インテル® FPGA のシリアル・コンフィグレーション・デバイスは、ISP (in-system programmability)、フラッシュ・メモリー・アクセス、イン・ボード省スペース・パッケージなどの高度な機能セットを備えています。

シリアル・コンフィグレーション・デバイスの機能

機能 お客様への利点
イン・システム・プログラマビリティ (ISP) ISP は、インシステム(ボード上)でのデザインの更新を可能にすることによってデザインの柔軟性を高めるとともに、製造プロセスの合理化によってコストを削減します。
メモリーアクセス
いくつかのインターフェイス・ペリフェラルが利用可能な Nios® と Nios® II エンベデッド・プロセッサーでは、設計者がエンベデッド・システムに接続しているメモリー・モジュールとしてシリアル・コンフィグレーション・デバイスにアクセスすることができます。コンフィグレーション・メモリーとして使用されていないシリアル・コンフィグレーション・デバイスのメモリー領域を汎用メモリーとして利用することができ、プログラムやデータ貯蔵に最適です。設計者はNios® II プロセッサーを使用してコンフィグレーション・データを変更することも可能で、フィールド・システム・アップデートの際にとても便利です。
小型フォーム・ファクター シリアル・コンフィグレーション・デバイスは、省スペース設計の 8 ピンと16 ピン SOIC(スモール・アウトライン IC)パッケージに実装されています。

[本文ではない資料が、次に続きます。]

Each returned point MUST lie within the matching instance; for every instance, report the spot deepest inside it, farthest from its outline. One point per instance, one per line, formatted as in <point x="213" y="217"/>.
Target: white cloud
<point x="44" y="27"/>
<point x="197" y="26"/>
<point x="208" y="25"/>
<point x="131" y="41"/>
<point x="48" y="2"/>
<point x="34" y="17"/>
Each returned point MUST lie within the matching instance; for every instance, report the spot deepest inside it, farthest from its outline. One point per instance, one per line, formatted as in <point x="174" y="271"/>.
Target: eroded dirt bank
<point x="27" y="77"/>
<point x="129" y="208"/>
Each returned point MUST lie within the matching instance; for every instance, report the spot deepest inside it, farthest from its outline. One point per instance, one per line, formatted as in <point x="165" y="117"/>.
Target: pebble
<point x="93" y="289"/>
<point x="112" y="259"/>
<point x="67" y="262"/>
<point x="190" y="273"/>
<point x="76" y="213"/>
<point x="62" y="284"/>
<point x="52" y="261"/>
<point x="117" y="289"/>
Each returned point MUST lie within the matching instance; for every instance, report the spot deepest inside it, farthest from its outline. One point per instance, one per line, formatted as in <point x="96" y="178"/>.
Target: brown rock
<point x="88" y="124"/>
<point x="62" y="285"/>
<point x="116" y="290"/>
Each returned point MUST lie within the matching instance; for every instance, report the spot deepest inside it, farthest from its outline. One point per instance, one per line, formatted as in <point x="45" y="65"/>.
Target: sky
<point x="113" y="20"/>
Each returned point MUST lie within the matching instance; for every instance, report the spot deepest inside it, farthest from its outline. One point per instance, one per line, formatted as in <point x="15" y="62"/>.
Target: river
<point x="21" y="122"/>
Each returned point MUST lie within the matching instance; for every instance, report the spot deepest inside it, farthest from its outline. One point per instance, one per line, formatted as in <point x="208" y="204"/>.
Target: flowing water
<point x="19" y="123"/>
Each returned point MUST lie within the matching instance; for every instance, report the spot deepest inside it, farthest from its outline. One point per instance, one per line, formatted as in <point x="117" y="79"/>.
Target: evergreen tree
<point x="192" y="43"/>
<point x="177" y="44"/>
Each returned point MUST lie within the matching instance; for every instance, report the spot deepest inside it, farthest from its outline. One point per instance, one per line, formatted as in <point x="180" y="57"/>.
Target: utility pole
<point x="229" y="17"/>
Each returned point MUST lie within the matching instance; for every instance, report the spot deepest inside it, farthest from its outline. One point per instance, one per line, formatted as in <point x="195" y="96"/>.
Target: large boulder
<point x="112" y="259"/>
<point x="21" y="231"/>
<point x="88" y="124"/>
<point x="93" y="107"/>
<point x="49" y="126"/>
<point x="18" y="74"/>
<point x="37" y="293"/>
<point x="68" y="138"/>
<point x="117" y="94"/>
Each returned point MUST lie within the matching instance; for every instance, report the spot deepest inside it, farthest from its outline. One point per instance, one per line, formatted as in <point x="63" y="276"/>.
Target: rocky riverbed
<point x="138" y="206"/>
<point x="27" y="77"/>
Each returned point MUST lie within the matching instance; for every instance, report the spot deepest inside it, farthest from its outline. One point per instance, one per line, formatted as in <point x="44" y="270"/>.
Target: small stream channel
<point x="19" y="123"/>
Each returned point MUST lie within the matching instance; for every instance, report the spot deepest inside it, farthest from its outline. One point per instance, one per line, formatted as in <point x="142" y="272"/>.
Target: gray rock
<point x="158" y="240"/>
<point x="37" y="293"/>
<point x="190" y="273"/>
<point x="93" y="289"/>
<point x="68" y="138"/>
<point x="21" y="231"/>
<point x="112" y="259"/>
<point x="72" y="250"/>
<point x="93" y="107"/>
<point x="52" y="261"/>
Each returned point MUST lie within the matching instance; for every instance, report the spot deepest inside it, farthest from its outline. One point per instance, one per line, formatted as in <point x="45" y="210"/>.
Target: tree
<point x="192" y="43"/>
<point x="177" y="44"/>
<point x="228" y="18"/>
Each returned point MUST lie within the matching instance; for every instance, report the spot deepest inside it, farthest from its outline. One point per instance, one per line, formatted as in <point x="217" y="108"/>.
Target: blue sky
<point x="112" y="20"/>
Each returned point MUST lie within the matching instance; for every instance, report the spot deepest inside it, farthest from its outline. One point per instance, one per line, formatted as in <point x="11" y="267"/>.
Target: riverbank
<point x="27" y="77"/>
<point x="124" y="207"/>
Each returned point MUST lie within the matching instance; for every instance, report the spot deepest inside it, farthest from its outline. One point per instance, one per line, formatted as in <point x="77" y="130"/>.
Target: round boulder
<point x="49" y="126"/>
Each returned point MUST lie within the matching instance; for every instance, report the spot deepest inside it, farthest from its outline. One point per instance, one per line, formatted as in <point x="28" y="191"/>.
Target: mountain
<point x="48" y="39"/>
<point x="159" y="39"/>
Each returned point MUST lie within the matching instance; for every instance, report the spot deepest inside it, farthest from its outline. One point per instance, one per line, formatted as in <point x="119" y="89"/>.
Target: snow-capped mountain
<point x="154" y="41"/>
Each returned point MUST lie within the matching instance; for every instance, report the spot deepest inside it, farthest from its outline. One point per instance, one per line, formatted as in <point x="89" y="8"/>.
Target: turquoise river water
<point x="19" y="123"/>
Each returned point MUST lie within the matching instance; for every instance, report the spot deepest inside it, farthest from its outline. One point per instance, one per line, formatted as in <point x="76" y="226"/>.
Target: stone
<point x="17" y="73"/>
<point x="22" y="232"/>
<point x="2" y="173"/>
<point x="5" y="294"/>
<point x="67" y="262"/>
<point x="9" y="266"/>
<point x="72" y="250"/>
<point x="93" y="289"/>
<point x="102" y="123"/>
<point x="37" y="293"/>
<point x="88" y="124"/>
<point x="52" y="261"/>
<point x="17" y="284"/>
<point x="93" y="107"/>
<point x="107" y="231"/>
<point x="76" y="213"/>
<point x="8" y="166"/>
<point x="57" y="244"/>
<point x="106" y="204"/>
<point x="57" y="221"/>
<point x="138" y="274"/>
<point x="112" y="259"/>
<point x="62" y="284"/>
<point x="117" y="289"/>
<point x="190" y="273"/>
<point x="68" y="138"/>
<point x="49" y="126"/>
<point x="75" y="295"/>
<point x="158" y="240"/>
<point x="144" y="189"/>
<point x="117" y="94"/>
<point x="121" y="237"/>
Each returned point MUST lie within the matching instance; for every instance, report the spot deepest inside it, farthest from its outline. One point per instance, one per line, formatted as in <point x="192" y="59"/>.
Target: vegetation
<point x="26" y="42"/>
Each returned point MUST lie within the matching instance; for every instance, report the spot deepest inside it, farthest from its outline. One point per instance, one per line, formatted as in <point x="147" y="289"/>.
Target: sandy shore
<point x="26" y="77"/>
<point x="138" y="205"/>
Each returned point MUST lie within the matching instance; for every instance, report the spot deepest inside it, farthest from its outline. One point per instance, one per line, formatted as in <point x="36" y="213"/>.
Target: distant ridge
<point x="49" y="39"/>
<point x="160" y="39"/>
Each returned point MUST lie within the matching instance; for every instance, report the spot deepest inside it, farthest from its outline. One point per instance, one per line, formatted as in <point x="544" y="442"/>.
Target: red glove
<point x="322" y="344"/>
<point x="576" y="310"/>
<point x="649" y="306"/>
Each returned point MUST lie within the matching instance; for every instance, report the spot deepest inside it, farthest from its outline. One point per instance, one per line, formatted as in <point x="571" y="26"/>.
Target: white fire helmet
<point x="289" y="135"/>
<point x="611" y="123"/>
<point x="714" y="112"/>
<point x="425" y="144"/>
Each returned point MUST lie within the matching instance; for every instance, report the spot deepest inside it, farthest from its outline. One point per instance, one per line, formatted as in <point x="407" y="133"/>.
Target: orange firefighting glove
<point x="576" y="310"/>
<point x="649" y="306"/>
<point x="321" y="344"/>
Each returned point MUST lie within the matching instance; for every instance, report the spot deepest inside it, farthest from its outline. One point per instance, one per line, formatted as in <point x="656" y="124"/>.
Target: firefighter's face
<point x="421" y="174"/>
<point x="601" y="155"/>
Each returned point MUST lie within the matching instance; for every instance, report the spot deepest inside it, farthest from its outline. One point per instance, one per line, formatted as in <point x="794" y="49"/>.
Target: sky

ISP Provides Maximum Flexibility

最大限の柔軟性を提供する ISP

すべてのインテル® シリアル・コンフィグレーション・デバイスはすべて ISP に対応しています。この機能によりイン・システム・デザイン・アップデートが可能になるためデザインの柔軟性が向上し、製造プロセスが合理化されるためコストが削減されます。シリアル・コンフィグレーション・デバイスの ISP 機能は、インテルのアクティブ・シリアル・プログラミング・インターフェイスによってサポートされています(図 1 参照)。

デザインを量産に移行する際、OTP (one-time programmable) コンフィグレーション・デバイスを使用している場合はこれらのデバイスを取り外し、代わりにシステム・アップグレード用の新しいパーツを実装しなければなりません。インテルのシリアル・コンフィグレーション・デバイスの ISP 機能により、オンボード・プロセッサーまたは プログラミング・ケーブルのいずれかを用いて容易にシステム・アップグレードを行うことができるため、ダウンタイム (休止時間) とコストの大幅な削減が可能です。

ボードスペースが制限されている場合は、FPGA から JTAG ポートを使用してアルテラのシリアル・コンフィギュレーション・デバイスをプログラムすることができます。Quartus® Prime 開発ソフトウェアでは、FlashLoader デザインを自動的にダウンロードして FPGA をシリアル・コンフィグレーション・デバイスの JTAG プログラマーにすることができます(図 2 参照)。

図 1. アクティブ・シリアル・プログラミング・インターフェイスによってサポートされた ISP

図 2. JTAG プログラミング・インターフェイスによってサポートされた ISP

フラッシュメモリー・アクセス

フラッシュメモリーの未使用領域は、汎用メモリーとして利用可能です。この汎用メモリーには Nios® または Nios® II エンベデッド・プロセッサーを使用してアクセスできます (図 3 参照)。そのため、シリアル・コンフィグレーション・デバイスはフラッシュメモリーとコンフィグレーション・デバイスを組み合わせた完全なソリューションになります。

このメモリはエンベデッド・プロセッサーのブート・ローダー・プログラム用 ROM としても使用できるため、必要なボードスペースが削減され、オンボード・メモリー・モジュールの追加が不要になり、最終的にはシステム全体のコストを削減できます。

図 3. Nios® および Nios® II プロセッサーを用いてフラッシュメモリーにアクセス

貴重なボードスペースを節約できるスモール・フォーム・ファクター

デザインの総コストを考える上で重要な点はボードスペースです。ソリューションのコストは、そのソリューションが消費するボードスペースが増えるほど上昇します。インテルのシリアル・コンフィグレーション・デバイスが占めるボードスペースはわずか 30 mm2 であるため、1 つの SOPC ソリューション全体に要するボードスペースを最小限に抑えられます。同じパッケージを使用するすべてのシリアル・コンフィグレーション・デバイスがバーティカル・マイグレーションをサポートします。